Forum: Ruby Mailing List Files (#115)

Announcement (2017-05-07): www.ruby-forum.com is now read-only since I unfortunately do not have the time to support and maintain the forum any more. Please see rubyonrails.org/community and ruby-lang.org/en/community for other Rails- und Ruby-related community platforms.
4299e35bacef054df40583da2d51edea?d=identicon&s=25 James Gray (bbazzarrakk)
on 2007-02-23 15:00
(Received via mailing list)
The three rules of Ruby Quiz:

1.  Please do not post any solutions or spoiler discussion for this quiz
until
48 hours have passed from the time on this message.
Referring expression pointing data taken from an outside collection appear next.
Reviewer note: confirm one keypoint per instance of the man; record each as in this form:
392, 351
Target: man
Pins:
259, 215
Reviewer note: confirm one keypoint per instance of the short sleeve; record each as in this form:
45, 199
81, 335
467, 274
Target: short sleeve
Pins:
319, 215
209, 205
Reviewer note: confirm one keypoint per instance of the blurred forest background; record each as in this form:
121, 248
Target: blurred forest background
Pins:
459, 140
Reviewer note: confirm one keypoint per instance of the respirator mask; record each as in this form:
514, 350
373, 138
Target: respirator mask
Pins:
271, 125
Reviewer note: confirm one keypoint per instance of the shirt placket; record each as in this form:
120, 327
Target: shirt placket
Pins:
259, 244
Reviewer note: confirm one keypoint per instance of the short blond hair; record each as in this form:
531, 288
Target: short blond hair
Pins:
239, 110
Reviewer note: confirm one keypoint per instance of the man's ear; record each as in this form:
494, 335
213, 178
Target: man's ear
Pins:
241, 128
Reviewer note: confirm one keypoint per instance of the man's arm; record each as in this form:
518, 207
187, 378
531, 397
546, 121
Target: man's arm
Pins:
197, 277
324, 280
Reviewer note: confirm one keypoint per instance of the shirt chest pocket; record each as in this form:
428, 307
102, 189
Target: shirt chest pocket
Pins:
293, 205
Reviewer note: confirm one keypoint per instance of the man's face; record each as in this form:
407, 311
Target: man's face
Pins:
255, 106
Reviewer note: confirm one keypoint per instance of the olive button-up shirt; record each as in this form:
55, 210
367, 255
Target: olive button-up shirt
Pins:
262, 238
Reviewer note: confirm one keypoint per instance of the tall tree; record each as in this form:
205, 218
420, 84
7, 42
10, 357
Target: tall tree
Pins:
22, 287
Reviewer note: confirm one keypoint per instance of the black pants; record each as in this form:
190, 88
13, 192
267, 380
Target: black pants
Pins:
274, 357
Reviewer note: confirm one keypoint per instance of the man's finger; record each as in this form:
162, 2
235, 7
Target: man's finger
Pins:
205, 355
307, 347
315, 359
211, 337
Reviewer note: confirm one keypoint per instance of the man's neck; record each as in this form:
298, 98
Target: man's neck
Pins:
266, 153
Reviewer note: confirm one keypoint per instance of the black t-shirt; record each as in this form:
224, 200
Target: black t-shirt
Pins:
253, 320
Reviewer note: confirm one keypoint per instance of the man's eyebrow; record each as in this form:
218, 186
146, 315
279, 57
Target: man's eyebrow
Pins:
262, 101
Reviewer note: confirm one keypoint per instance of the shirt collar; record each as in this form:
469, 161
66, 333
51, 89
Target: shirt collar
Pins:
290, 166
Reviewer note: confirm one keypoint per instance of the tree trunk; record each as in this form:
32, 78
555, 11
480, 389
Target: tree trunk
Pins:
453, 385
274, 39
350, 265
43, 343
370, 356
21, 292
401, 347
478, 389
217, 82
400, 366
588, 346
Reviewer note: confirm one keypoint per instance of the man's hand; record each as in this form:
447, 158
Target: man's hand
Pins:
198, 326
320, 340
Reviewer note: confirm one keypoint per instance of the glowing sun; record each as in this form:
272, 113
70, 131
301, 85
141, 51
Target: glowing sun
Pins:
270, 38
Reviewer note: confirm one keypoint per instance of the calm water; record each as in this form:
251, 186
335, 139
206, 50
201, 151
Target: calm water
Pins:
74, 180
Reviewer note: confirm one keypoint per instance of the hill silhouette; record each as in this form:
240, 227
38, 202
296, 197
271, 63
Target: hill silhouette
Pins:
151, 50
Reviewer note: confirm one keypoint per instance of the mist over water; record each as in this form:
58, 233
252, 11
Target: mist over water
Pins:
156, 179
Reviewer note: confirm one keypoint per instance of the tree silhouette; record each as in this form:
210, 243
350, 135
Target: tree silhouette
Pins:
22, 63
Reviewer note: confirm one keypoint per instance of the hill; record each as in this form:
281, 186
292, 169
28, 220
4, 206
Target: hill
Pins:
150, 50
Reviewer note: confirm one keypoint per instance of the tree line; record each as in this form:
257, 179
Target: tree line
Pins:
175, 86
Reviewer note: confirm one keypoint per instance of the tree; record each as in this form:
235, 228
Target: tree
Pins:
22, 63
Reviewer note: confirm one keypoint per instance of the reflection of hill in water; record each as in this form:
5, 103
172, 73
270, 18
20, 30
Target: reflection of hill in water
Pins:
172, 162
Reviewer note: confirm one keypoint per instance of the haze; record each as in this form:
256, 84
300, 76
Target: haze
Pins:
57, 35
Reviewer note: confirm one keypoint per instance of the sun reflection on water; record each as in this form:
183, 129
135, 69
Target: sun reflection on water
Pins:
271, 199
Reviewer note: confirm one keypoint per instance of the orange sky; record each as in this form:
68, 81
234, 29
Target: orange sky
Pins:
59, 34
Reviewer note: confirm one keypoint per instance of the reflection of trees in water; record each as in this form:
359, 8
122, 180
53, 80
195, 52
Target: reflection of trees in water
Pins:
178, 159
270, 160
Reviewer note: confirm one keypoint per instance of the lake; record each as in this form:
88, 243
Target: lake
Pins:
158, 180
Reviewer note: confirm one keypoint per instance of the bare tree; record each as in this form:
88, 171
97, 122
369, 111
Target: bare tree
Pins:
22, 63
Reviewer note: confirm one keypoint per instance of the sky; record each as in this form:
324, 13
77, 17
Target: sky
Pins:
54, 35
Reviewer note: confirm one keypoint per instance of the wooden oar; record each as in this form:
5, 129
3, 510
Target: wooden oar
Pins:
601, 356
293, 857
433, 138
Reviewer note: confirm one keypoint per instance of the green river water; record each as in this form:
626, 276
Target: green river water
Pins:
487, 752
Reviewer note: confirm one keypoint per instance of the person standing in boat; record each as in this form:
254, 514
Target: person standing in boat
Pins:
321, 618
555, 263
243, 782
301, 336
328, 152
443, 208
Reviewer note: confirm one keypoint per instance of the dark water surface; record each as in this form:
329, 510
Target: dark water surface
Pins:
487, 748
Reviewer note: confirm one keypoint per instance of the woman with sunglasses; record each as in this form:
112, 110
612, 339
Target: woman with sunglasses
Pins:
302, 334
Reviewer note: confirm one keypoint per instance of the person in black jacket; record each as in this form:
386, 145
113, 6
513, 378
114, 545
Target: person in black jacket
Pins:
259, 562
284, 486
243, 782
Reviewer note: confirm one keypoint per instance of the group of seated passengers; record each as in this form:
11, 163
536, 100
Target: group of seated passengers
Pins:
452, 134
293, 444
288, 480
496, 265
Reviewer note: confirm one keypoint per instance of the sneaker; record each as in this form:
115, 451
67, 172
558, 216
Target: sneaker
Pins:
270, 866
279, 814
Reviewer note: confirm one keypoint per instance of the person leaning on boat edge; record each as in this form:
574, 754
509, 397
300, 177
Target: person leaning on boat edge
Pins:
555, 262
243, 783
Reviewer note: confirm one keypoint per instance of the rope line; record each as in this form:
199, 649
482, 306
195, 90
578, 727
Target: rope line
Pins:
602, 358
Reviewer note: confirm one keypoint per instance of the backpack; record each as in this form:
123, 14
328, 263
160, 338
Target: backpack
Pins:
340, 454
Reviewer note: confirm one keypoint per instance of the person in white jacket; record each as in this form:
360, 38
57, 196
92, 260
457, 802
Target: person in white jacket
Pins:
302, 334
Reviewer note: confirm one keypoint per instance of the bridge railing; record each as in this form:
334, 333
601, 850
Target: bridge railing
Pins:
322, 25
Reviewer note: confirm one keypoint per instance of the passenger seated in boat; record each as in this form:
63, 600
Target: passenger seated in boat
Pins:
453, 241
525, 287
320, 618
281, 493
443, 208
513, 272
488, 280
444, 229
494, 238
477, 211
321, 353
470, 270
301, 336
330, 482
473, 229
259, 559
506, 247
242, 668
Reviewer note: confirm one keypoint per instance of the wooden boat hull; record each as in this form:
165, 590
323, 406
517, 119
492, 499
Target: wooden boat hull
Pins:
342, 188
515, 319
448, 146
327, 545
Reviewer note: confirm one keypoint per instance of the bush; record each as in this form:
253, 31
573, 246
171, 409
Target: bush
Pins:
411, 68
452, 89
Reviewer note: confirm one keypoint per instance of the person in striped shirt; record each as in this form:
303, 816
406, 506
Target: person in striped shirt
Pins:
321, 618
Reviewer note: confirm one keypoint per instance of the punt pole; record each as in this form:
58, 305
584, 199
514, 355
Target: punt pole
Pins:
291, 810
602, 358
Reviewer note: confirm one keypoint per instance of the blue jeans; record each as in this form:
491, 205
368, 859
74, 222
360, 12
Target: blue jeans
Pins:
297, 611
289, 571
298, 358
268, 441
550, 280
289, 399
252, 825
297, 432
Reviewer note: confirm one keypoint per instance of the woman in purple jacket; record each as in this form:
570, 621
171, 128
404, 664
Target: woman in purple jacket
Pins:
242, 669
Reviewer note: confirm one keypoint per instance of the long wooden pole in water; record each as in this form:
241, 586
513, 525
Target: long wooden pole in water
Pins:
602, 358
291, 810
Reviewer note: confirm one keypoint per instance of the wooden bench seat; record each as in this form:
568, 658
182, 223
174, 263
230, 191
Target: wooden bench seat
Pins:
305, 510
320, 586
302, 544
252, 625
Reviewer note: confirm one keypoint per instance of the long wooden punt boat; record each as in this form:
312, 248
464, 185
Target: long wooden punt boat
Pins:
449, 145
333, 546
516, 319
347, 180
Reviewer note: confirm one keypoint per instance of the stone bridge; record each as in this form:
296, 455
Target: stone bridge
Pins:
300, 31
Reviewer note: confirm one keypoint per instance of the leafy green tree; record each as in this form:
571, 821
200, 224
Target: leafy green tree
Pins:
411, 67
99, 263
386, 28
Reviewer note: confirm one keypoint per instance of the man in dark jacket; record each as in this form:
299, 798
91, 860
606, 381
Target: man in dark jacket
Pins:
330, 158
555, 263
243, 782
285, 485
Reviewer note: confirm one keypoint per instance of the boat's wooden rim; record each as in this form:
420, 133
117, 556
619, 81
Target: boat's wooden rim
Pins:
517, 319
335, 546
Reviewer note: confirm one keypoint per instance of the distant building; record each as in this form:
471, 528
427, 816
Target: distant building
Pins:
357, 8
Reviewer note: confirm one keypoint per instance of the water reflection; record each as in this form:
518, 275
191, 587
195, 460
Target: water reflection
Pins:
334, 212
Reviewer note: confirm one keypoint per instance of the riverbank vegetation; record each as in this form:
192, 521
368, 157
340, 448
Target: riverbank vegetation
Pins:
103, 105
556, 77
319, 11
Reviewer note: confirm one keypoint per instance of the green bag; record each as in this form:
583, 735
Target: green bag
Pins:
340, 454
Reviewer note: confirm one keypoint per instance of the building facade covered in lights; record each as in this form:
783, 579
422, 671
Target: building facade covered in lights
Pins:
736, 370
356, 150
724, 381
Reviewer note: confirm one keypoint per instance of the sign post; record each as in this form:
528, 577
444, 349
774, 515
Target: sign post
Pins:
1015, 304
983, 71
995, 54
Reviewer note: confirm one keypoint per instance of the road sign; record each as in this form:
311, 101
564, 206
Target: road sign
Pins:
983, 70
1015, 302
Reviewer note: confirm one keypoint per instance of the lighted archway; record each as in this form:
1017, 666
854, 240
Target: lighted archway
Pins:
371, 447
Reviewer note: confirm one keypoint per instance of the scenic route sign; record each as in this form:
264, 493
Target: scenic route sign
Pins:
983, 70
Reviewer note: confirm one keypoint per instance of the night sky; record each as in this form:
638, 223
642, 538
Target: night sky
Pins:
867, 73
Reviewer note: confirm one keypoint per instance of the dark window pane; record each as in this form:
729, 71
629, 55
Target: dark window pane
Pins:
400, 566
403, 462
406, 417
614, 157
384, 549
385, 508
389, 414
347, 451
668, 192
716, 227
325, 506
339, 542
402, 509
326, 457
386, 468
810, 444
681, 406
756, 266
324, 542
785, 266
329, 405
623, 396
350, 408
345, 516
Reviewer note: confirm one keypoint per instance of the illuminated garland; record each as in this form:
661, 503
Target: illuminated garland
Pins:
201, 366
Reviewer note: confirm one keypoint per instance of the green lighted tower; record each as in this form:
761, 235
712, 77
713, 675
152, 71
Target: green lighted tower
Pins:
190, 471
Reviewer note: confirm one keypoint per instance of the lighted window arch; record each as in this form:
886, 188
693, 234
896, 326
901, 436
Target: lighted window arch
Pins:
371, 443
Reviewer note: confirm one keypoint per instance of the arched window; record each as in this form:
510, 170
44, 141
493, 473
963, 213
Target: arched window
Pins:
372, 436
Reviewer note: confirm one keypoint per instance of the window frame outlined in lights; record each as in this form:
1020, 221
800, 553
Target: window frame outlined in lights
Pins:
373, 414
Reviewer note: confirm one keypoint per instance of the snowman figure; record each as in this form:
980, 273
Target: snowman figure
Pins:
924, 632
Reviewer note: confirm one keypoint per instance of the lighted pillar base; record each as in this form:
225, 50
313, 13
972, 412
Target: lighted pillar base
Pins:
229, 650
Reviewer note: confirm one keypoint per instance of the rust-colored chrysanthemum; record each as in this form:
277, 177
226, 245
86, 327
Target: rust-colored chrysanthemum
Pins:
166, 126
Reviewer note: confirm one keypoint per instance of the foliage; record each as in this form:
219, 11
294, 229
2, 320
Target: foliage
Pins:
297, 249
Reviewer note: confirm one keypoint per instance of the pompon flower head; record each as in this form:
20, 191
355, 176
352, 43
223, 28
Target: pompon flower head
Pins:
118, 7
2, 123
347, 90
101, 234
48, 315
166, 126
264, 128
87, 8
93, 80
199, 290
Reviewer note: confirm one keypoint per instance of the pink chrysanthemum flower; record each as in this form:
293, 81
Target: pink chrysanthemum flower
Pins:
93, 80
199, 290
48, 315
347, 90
2.  Support Ruby Quiz by submitting ideas as often as you can:

http://www.rubyquiz.com/

3.  Enjoy!

Suggestion:  A [QUIZ] in the subject of emails about the problem helps
everyone
on Ruby Talk follow the discussion.  Please reply to the original quiz
message,
if you can.

-=-=-=-=-=-=-=-=-=-=-=-=-=-=-=-=-=-=-=-=-=-=-=-=-=-=-=-=-=-=-=-=-=-=-=-=-=-=-=-=

The Ruby Talk mailing list archives will show files attached to incoming
messages.  However, it's not always easy to get at the data from these
files
using the archives alone.  The attachments are sometimes displayed in
not-too-readable formats:

  http://blade.nagaokaut.ac.jp/cgi-bin/scat.rb/ruby/...

  http://blade.nagaokaut.ac.jp/cgi-bin/scat.rb/ruby/...

This is tough for those of us who like to play with Ruby Quiz solutions.

This week's quiz is to write a program that takes a message id number as
a
command-line argument and "downloads" any attachments from that message.
Assume
message ids are for Ruby Talk posts by default, but you may want to
provide an
option to override that so we can support lists like Ruby Core as well.

If no path is given, write the attachments to the working directory.
When there
is a path, your code should place the files there instead.
E4d8c6e0e9e5ca6ab51b4b1937586e6f?d=identicon&s=25 Christoffer Lernö (Guest)
on 2007-02-24 12:54
(Received via mailing list)
Does anyone have some good sample messages?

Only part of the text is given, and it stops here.